The late Mel Chambers, a professor and institution at the school and a mentor to Fowler, taught the class, which offered students the chance to run their own drug store in a computer simulation, teaching students the basics of accounting and marketing, among other things.

“Over the course of the semester, he was quietly teaching you business concepts,” he said. “How to read an income statement, a balance sheet … things you didn’t learn anything about when you were learning chemistry, physiology and anatomy.

“He brought in people from various parts of the drug industry, people who went into pharmaceutical research or people making a career in sales in the industry. I was exposed to an entire side of pharmacy that I had never considered.”

All of a sudden, Fowler became fascinated in the business aspects of pharmaceuticals. He knew an M.B.A. was in his is future. So he graduated, took a job as a pharmacist at Kerr Drugs and worked his way up to store manager, and after two years, earned his M.B.A. at UNC Kenan-Flagler Business School. Combining a life science degree in pharmacy with an MBA was not an obvious path in those days, but it helped propel him through the pharmaceutical industry. He spent 13 years at Eli Lilly and another seven at Johnson & Johnson’s biotech business, ultimately running their biotech business, Centocor.

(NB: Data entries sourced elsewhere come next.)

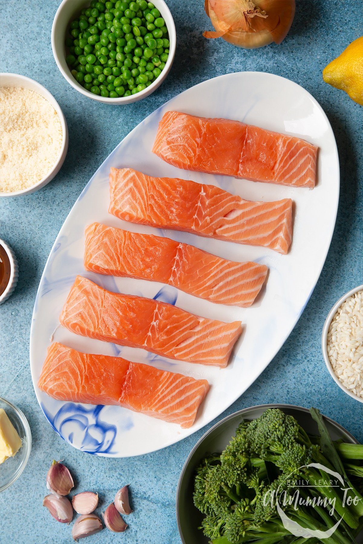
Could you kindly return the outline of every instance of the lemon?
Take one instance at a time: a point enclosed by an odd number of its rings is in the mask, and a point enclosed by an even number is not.
[[[352,41],[324,69],[323,79],[363,106],[363,36]]]

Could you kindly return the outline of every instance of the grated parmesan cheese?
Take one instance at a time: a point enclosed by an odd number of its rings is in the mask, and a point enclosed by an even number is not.
[[[57,161],[62,128],[51,104],[34,91],[0,88],[0,191],[27,189]]]

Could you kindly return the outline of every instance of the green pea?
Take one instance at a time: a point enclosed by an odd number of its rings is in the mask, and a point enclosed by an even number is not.
[[[114,30],[114,34],[115,35],[115,36],[116,36],[116,44],[117,44],[117,40],[118,40],[118,39],[119,39],[120,38],[124,38],[124,36],[125,35],[125,34],[124,33],[124,31],[122,30],[122,27],[121,27],[121,28],[115,28],[115,30]]]
[[[94,64],[96,62],[96,57],[94,55],[87,55],[86,59],[87,59],[87,62],[89,64]]]
[[[160,28],[155,28],[155,29],[152,31],[152,35],[156,38],[161,38],[163,36],[163,33]]]
[[[95,44],[97,44],[97,41],[100,41],[100,36],[98,34],[93,34],[92,36],[90,36],[88,41],[90,45],[94,45]]]
[[[158,11],[158,10],[155,10],[153,9],[151,11],[151,13],[153,13],[154,11]],[[165,24],[165,21],[164,20],[162,17],[160,17],[160,16],[159,16],[155,19],[154,21],[154,24],[155,25],[156,27],[158,27],[159,28],[161,28],[161,27],[163,27],[164,25]]]
[[[66,57],[65,61],[69,66],[71,66],[76,62],[76,57],[74,55],[67,55]]]
[[[122,85],[120,85],[119,86],[116,87],[115,90],[117,92],[119,96],[122,96],[125,92],[125,87],[122,86]]]
[[[150,49],[155,49],[156,47],[156,41],[153,38],[150,38],[150,40],[147,40],[146,43],[147,44],[147,47],[150,47]]]
[[[128,17],[129,19],[132,19],[136,15],[136,13],[134,11],[133,9],[125,9],[125,15],[126,17]]]
[[[96,23],[96,26],[99,30],[104,30],[106,27],[106,23],[103,21],[97,21]]]
[[[140,83],[147,83],[149,78],[146,74],[140,73],[139,75],[139,81]]]

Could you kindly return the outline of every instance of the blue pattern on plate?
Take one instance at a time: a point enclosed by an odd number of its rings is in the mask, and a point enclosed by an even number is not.
[[[54,430],[70,444],[87,453],[116,455],[117,452],[113,451],[113,446],[118,428],[101,420],[101,413],[104,406],[86,408],[82,404],[67,403],[52,416],[42,403],[41,406]],[[131,420],[127,418],[125,430],[132,426]]]

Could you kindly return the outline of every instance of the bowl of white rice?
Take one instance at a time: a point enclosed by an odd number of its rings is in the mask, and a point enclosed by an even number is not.
[[[58,174],[68,149],[60,107],[34,79],[0,74],[0,197],[36,191]]]
[[[329,312],[322,349],[334,381],[363,403],[363,285],[346,293]]]

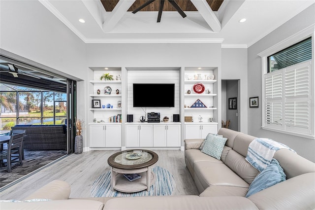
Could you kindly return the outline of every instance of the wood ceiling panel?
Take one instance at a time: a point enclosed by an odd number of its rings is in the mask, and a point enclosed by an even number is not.
[[[174,0],[177,3],[183,11],[197,11],[197,9],[193,5],[190,0]],[[136,0],[131,6],[128,10],[128,11],[132,11],[141,5],[147,2],[148,0]],[[218,11],[223,0],[207,0],[207,2],[213,11]],[[119,0],[101,0],[102,4],[107,11],[113,11]],[[150,3],[149,5],[143,8],[140,11],[158,11],[159,7],[159,0],[156,0]],[[163,11],[176,11],[173,6],[165,0],[164,3]]]

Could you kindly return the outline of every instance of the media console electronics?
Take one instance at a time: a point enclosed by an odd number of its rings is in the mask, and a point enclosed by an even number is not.
[[[150,112],[148,113],[148,122],[154,123],[160,122],[159,112]]]

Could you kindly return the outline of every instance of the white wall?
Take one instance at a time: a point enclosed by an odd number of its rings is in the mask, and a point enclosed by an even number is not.
[[[259,99],[261,99],[261,59],[257,54],[307,27],[314,24],[315,11],[315,4],[313,4],[248,48],[249,97],[259,96]],[[295,150],[300,155],[315,162],[314,140],[261,129],[262,105],[260,103],[261,100],[259,101],[258,108],[248,108],[249,134],[261,138],[270,138],[281,142]]]
[[[222,80],[240,80],[238,108],[240,131],[247,134],[248,95],[247,92],[247,49],[222,49]]]

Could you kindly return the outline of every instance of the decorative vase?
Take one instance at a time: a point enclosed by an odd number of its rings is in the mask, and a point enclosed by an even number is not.
[[[81,154],[83,151],[83,137],[76,136],[74,139],[74,153]]]

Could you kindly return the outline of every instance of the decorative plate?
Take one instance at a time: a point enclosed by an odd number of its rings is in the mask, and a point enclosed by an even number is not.
[[[112,88],[109,86],[106,86],[105,88],[104,88],[104,93],[105,94],[110,94],[111,92]]]
[[[193,85],[193,91],[196,93],[202,93],[205,91],[205,86],[202,83],[196,83]]]
[[[141,158],[142,154],[138,152],[133,152],[132,153],[128,153],[125,157],[129,160],[136,160]]]

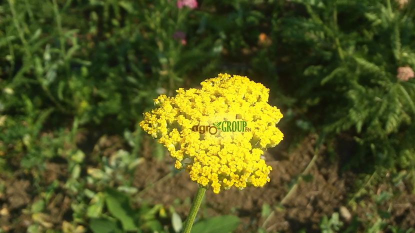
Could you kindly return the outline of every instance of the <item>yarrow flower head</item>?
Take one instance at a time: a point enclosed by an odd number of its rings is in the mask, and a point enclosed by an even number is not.
[[[167,148],[176,168],[214,193],[264,186],[272,168],[262,156],[284,136],[276,126],[282,114],[268,103],[269,89],[226,74],[200,84],[154,99],[158,108],[140,126]]]

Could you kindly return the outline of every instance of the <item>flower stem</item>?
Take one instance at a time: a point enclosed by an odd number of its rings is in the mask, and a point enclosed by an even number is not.
[[[199,189],[198,190],[198,193],[196,194],[196,196],[194,197],[193,203],[192,204],[192,207],[190,208],[190,212],[189,212],[188,220],[184,222],[183,233],[190,233],[190,230],[192,230],[194,218],[196,218],[196,216],[198,215],[198,212],[199,211],[199,207],[200,207],[200,203],[203,200],[205,192],[206,192],[206,188],[203,187],[199,187]]]

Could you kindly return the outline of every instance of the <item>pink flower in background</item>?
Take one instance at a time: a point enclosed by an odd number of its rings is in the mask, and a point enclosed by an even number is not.
[[[415,78],[415,73],[414,70],[409,66],[400,66],[398,68],[396,78],[399,80],[406,82],[410,78]]]
[[[183,6],[187,6],[192,9],[194,9],[198,7],[198,1],[196,0],[178,0],[178,8],[182,8]]]

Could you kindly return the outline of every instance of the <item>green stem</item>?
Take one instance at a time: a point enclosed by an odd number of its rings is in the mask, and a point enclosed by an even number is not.
[[[206,188],[203,187],[200,187],[199,189],[198,190],[198,193],[196,194],[196,196],[194,197],[193,203],[192,204],[192,207],[190,208],[190,212],[189,212],[188,220],[184,222],[183,233],[190,233],[190,230],[192,230],[194,218],[196,218],[196,216],[198,215],[198,212],[199,211],[199,207],[200,207],[202,201],[203,200],[205,192],[206,192]]]

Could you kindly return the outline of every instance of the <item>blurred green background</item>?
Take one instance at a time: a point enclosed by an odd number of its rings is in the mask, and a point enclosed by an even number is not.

After 20 years away from North Carolina, he wasn’t sure he’d return. But those years set him up for what came next. The opportunity to helm the RTP-based Liquidia — putting together all of the things he learned at Carolina and in that career — brought him back to his home state and afforded him the opportunity to make patients’ lives better and to advance a growing startup culture in his home state.

“I love building things that are sustainably great,” he said. “It’s what I’ve tried to do at Liquidia every day. We tackle big world problems with smart people right here in North Carolina.”